Mental health disorders affect slightly more than 10% of the world's population. The pandemic only seemed to exacerbate the situation, causing an increase in depression and anxiety as a result of lockdowns, isolation, and increased fear of the unknown. The World Health Organization (WHO) reports that the COVID-19 pandemic has disrupted mental health services in 93 percent of countries worldwide. Those who were already receiving treatment saw their support groups close, their clinic appointments canceled, and their options for symptom relief become severely limited.

Many therapists, counsellors, and doctors quickly turned to video conferencing to continue to support their patients in order to continue to treat them. As a result, the development of teletherapy and telepsychiatry began, and this will most likely become a widely accepted form of treatment in the future. Even in the absence of the pandemic, it is estimated that only about half of those diagnosed with mental health disorders receive treatment. This is due in part to the scarcity of specialists in a given field, but with the advancement of teletherapy and telepsychiatry, this should be a thing of the past.

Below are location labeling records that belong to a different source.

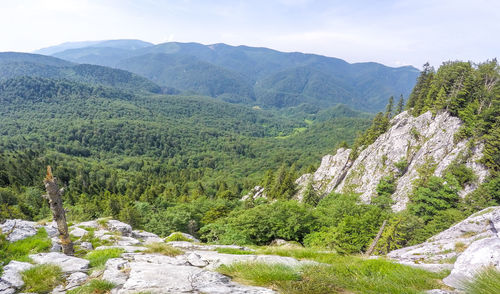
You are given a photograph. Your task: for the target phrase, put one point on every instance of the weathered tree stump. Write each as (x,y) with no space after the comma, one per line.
(54,194)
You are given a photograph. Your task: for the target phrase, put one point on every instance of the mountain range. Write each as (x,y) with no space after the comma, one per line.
(248,75)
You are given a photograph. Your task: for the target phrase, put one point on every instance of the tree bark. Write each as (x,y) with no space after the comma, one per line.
(54,194)
(375,241)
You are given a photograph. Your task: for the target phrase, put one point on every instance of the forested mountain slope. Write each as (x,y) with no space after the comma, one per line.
(256,76)
(24,64)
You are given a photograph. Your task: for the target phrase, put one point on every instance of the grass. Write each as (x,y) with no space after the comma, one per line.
(336,274)
(259,274)
(93,287)
(177,237)
(98,258)
(233,251)
(164,249)
(486,282)
(42,278)
(20,250)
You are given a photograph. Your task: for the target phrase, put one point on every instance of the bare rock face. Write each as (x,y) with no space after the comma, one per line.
(68,264)
(449,244)
(477,257)
(411,139)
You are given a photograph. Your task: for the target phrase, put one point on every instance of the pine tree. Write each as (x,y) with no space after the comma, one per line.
(401,105)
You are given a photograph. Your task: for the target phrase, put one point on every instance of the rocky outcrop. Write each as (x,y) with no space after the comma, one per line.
(466,248)
(413,140)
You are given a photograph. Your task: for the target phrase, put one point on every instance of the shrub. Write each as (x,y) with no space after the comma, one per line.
(164,249)
(42,278)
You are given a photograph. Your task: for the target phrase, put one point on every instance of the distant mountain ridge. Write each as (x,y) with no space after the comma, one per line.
(249,75)
(14,65)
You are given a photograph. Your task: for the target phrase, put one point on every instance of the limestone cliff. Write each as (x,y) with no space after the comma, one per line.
(413,140)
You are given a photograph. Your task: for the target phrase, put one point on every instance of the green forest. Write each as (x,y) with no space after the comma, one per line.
(169,163)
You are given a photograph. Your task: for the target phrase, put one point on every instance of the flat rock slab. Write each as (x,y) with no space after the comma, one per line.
(477,257)
(162,274)
(68,264)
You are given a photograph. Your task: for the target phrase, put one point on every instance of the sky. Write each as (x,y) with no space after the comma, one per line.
(395,33)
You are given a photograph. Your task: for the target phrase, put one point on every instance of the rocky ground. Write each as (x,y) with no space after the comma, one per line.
(135,271)
(466,248)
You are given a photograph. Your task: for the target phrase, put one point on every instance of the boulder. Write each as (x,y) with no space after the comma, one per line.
(445,246)
(75,280)
(78,232)
(146,237)
(68,264)
(17,229)
(477,257)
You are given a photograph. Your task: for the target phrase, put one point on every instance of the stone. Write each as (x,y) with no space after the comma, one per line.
(56,245)
(146,237)
(118,226)
(78,232)
(11,274)
(17,229)
(196,260)
(116,271)
(86,245)
(418,138)
(125,248)
(477,257)
(75,280)
(442,246)
(68,264)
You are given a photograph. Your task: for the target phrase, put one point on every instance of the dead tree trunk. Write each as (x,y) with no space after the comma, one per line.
(55,200)
(375,241)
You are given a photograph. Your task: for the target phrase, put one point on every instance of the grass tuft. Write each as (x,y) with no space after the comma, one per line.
(233,251)
(93,287)
(259,274)
(485,282)
(98,258)
(177,237)
(42,278)
(20,250)
(164,249)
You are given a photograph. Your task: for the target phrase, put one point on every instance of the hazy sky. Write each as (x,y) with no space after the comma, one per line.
(391,32)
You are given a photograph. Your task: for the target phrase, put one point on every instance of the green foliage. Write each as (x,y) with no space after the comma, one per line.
(20,250)
(433,196)
(93,287)
(177,237)
(98,258)
(345,225)
(164,249)
(260,225)
(42,278)
(485,282)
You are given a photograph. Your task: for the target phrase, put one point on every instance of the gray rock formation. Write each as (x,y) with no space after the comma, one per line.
(68,264)
(414,139)
(448,245)
(477,257)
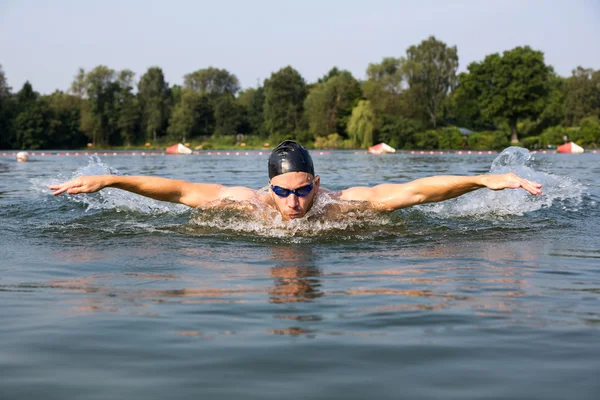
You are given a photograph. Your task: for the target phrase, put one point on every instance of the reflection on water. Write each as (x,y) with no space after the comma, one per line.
(500,286)
(490,293)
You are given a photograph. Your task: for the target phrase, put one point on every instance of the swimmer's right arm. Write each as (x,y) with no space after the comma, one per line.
(163,189)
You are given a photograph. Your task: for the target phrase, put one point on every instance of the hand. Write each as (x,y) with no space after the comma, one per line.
(511,181)
(83,184)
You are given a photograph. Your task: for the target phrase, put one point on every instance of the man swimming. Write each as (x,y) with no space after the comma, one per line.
(293,187)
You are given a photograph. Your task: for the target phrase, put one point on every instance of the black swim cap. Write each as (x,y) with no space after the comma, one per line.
(289,156)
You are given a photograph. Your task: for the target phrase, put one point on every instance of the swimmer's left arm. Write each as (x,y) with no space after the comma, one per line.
(433,189)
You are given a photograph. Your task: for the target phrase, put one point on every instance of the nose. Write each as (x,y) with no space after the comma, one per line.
(292,201)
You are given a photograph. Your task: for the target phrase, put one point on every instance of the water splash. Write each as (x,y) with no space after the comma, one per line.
(558,191)
(327,217)
(331,218)
(109,198)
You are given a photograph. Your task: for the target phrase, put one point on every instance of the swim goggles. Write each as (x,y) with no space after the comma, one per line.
(300,192)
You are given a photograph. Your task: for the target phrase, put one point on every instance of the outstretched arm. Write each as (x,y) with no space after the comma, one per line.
(434,189)
(174,191)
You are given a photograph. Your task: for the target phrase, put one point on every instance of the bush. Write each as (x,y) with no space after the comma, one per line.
(426,140)
(589,133)
(450,139)
(333,141)
(489,140)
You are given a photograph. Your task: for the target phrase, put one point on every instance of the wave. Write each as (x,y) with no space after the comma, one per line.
(331,218)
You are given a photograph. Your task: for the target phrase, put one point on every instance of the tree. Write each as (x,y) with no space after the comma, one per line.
(64,121)
(329,105)
(100,87)
(212,81)
(193,115)
(154,96)
(582,95)
(362,124)
(127,106)
(184,116)
(285,92)
(230,118)
(31,123)
(389,73)
(335,71)
(7,113)
(430,70)
(509,87)
(253,100)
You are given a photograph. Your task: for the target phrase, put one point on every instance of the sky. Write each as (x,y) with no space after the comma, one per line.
(46,42)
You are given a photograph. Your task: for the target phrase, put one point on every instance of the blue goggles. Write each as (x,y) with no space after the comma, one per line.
(300,192)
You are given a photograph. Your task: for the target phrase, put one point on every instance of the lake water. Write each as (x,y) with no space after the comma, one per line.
(493,295)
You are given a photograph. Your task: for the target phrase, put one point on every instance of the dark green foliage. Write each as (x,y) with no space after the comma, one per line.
(285,92)
(403,97)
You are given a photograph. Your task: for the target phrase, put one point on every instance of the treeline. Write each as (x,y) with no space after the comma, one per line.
(417,101)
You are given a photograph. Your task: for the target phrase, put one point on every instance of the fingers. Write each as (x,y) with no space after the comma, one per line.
(69,187)
(531,187)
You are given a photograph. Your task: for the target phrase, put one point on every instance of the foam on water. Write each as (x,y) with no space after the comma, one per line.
(109,198)
(557,191)
(327,217)
(333,218)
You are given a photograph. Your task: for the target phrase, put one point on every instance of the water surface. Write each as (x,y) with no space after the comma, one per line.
(112,295)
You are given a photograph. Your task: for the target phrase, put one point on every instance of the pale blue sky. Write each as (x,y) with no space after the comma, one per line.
(45,42)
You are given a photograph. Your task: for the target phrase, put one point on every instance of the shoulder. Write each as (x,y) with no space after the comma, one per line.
(238,193)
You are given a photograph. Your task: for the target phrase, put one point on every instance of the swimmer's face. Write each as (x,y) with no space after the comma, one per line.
(293,206)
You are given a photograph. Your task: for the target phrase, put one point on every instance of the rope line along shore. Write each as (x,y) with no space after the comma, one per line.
(108,153)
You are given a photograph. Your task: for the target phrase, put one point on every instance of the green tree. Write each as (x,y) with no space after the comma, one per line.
(127,107)
(212,81)
(192,116)
(430,69)
(285,92)
(101,87)
(7,113)
(64,121)
(389,73)
(362,124)
(184,117)
(254,100)
(582,95)
(230,117)
(31,124)
(154,99)
(335,71)
(509,87)
(329,105)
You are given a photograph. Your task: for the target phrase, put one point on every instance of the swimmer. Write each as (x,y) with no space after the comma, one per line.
(22,156)
(293,187)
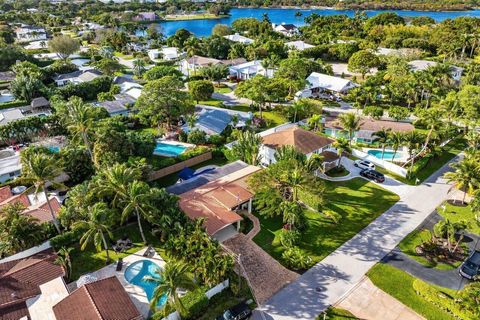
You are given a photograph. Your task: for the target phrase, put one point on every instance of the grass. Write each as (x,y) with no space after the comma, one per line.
(358,201)
(459,212)
(399,285)
(90,260)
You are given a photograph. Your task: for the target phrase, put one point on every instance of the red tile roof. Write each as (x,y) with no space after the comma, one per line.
(104,299)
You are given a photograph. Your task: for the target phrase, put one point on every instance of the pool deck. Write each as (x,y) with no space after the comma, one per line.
(137,294)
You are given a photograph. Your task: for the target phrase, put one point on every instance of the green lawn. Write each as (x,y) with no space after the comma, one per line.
(459,212)
(358,201)
(399,285)
(90,260)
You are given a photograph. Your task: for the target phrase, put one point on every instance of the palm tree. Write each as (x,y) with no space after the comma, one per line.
(40,170)
(342,145)
(170,279)
(64,260)
(396,139)
(466,175)
(96,229)
(383,137)
(350,123)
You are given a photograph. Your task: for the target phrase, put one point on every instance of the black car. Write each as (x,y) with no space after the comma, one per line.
(372,175)
(471,267)
(239,312)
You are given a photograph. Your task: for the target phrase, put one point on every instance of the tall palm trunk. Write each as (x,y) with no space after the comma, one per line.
(140,225)
(54,219)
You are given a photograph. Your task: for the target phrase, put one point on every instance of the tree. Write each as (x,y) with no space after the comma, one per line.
(350,122)
(41,169)
(169,280)
(97,229)
(466,175)
(201,89)
(63,46)
(362,61)
(383,137)
(163,100)
(247,148)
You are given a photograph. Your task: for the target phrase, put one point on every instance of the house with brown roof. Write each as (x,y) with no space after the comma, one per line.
(22,281)
(368,127)
(304,141)
(104,299)
(219,200)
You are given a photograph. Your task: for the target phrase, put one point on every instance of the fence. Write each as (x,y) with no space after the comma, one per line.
(381,163)
(179,166)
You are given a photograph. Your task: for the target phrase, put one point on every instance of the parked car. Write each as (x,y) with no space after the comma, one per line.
(364,164)
(471,267)
(239,312)
(373,175)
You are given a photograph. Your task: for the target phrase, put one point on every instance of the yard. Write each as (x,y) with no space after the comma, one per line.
(399,285)
(358,201)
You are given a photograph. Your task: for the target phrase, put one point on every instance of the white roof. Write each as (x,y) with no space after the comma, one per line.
(298,45)
(325,81)
(238,38)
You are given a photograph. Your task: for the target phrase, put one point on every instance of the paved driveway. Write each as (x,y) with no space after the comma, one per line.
(332,278)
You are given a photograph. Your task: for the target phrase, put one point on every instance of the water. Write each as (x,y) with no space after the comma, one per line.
(204,27)
(136,273)
(168,150)
(388,155)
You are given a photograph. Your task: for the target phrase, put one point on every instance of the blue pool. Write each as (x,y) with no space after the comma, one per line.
(136,273)
(168,150)
(387,155)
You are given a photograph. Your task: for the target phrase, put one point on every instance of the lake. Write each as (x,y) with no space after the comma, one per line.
(204,27)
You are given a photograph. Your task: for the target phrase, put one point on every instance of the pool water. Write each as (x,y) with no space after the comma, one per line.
(136,274)
(168,150)
(387,155)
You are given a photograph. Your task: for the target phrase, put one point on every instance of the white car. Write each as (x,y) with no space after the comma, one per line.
(364,164)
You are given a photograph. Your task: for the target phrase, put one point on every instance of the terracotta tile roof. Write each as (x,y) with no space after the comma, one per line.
(20,280)
(215,200)
(303,140)
(104,299)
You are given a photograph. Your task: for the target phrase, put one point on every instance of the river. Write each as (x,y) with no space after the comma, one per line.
(204,27)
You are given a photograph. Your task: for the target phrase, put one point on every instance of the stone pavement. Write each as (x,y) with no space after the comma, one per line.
(329,280)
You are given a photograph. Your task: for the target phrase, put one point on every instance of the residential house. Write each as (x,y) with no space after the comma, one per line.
(306,142)
(213,120)
(319,83)
(247,70)
(217,196)
(239,38)
(101,299)
(422,65)
(288,30)
(77,77)
(367,128)
(27,33)
(26,282)
(298,45)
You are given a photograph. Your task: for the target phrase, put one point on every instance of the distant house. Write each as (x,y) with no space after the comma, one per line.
(368,127)
(101,299)
(30,33)
(77,77)
(306,142)
(146,16)
(247,70)
(288,30)
(298,45)
(29,282)
(213,120)
(422,65)
(239,38)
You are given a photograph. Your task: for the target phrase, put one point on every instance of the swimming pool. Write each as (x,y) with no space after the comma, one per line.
(168,150)
(136,273)
(387,155)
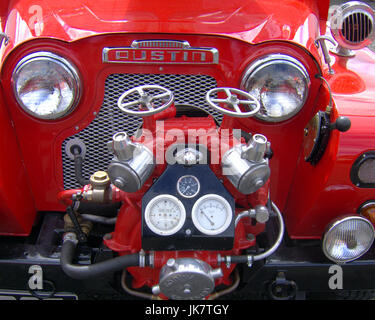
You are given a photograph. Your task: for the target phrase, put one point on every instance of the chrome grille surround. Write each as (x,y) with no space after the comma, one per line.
(187,89)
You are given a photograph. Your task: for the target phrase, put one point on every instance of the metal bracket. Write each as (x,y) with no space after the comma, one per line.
(320,42)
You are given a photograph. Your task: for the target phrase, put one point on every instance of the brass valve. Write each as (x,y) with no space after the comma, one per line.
(100,188)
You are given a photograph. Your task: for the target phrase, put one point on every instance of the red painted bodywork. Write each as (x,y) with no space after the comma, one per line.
(309,196)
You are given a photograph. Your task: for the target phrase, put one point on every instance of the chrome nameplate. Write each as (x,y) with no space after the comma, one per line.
(161,51)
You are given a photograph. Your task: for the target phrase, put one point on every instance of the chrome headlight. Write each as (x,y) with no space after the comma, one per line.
(280,83)
(347,239)
(46,85)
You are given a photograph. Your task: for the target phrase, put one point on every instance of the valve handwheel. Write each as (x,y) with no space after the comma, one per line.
(235,98)
(145,99)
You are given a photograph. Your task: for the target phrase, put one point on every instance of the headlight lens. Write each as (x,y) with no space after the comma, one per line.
(348,238)
(46,85)
(280,83)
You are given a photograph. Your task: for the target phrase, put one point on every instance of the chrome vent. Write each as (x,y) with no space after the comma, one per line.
(187,89)
(352,26)
(357,27)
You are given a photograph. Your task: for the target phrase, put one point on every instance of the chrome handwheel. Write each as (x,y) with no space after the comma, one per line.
(237,103)
(145,100)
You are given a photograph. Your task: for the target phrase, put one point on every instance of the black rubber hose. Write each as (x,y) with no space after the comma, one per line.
(82,272)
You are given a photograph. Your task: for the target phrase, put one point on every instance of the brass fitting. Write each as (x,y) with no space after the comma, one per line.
(100,188)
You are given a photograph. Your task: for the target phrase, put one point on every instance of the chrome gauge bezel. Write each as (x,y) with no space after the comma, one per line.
(228,218)
(181,193)
(150,205)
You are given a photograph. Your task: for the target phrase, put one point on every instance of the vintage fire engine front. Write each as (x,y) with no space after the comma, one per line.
(186,153)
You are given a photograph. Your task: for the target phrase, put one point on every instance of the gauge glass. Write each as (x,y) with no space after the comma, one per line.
(188,186)
(165,215)
(212,214)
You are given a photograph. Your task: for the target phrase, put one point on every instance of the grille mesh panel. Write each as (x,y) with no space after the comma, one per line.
(187,89)
(357,27)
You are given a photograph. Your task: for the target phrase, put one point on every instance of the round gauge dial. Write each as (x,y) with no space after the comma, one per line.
(165,215)
(188,186)
(212,214)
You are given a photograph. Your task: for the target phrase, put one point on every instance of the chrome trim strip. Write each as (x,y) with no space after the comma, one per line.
(159,47)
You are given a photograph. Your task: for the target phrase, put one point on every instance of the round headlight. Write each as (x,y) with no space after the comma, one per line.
(46,85)
(280,83)
(348,239)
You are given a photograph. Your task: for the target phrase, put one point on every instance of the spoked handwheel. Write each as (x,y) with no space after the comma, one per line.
(145,100)
(237,103)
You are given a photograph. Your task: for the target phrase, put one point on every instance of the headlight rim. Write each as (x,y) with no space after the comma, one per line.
(336,222)
(269,59)
(66,64)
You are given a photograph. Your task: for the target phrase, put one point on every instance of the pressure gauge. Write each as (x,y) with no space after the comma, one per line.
(188,186)
(165,215)
(212,214)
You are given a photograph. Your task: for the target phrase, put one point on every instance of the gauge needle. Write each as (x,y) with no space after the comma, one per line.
(202,212)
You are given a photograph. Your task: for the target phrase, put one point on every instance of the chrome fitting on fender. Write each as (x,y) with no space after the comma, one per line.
(132,164)
(100,188)
(245,166)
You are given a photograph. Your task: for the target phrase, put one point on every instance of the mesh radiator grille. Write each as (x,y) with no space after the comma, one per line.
(187,89)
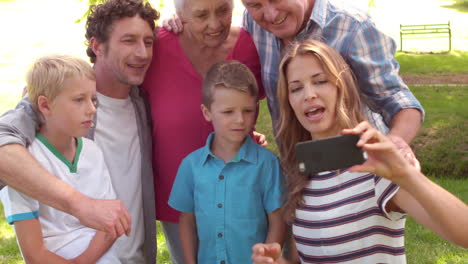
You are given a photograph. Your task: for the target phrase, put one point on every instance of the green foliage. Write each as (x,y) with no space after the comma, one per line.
(453,62)
(442,146)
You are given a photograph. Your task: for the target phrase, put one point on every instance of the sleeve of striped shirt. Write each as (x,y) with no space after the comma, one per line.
(384,191)
(370,54)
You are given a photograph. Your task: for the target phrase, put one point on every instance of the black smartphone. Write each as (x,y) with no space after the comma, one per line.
(328,154)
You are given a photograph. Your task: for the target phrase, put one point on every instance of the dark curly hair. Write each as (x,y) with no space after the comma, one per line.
(101,18)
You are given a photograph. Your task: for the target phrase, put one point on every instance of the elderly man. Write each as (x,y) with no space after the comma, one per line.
(120,39)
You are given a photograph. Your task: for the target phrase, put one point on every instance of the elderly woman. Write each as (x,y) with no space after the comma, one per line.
(173,84)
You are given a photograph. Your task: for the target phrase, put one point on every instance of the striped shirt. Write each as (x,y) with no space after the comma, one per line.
(368,51)
(343,220)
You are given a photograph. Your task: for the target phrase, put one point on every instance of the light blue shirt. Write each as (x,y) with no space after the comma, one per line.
(230,200)
(368,51)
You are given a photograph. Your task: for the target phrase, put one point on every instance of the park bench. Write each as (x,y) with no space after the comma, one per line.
(426,31)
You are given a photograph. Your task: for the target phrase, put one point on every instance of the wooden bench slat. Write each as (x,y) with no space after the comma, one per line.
(430,30)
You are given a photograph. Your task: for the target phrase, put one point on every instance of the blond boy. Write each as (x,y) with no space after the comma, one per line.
(63,90)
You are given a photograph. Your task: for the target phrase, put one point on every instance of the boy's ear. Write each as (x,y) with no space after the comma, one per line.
(206,113)
(43,105)
(96,46)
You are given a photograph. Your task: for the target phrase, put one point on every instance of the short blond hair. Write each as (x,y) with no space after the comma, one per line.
(229,74)
(48,74)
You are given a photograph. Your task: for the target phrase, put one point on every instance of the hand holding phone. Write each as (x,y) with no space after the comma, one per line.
(328,154)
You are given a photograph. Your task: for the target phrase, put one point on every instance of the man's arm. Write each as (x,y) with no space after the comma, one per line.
(370,53)
(96,249)
(32,246)
(406,124)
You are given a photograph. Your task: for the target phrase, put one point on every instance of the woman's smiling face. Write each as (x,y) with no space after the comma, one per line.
(312,96)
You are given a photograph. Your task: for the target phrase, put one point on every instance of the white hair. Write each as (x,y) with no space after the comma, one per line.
(179,5)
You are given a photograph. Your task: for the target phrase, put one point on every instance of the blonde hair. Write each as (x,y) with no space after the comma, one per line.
(349,112)
(229,74)
(48,74)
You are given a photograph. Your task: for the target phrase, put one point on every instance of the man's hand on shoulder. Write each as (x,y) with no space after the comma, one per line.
(109,216)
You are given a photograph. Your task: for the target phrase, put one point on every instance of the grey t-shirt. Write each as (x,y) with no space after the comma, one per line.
(18,126)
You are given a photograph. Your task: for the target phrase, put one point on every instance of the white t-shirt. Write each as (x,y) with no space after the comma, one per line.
(117,136)
(62,233)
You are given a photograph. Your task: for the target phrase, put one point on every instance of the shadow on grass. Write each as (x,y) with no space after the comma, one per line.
(442,146)
(9,252)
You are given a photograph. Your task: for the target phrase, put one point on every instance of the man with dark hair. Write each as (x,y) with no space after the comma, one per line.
(120,38)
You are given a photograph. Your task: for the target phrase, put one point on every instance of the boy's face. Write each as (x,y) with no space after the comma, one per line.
(71,112)
(232,114)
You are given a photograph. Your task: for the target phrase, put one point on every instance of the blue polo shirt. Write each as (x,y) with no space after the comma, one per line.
(230,200)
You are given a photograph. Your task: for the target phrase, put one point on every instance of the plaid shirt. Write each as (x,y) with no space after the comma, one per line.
(368,51)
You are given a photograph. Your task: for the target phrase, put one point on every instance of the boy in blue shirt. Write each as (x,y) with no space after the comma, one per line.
(229,191)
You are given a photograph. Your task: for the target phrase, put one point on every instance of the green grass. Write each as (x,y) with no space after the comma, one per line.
(442,146)
(425,247)
(427,64)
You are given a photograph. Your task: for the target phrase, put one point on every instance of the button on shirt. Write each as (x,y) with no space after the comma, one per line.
(230,200)
(368,51)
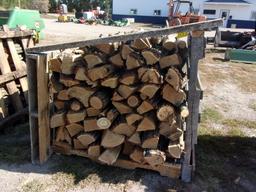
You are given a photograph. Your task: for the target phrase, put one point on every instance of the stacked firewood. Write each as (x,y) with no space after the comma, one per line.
(121,100)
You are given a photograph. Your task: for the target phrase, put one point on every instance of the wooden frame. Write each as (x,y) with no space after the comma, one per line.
(38,89)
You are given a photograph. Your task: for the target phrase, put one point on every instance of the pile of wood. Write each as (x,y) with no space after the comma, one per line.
(121,101)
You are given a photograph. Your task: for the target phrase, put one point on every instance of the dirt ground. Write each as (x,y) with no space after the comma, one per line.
(226,150)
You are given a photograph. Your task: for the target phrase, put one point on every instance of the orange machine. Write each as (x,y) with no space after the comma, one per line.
(176,18)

These are the key trends that have emerged in the last 18 months since the widespread adoption of telehealth services. Telehealth offers so many benefits to the healthcare industry that, while we are nearing the end of the pandemic, the use of this revolutionary technology will continue for a long time.

Telehealth has proven to be not only more convenient for patients, but it also has the potential to provide numerous additional benefits such as improving public health, improving access to care, relieving pressure on the healthcare workforce, and assisting in the reduction of financial stress.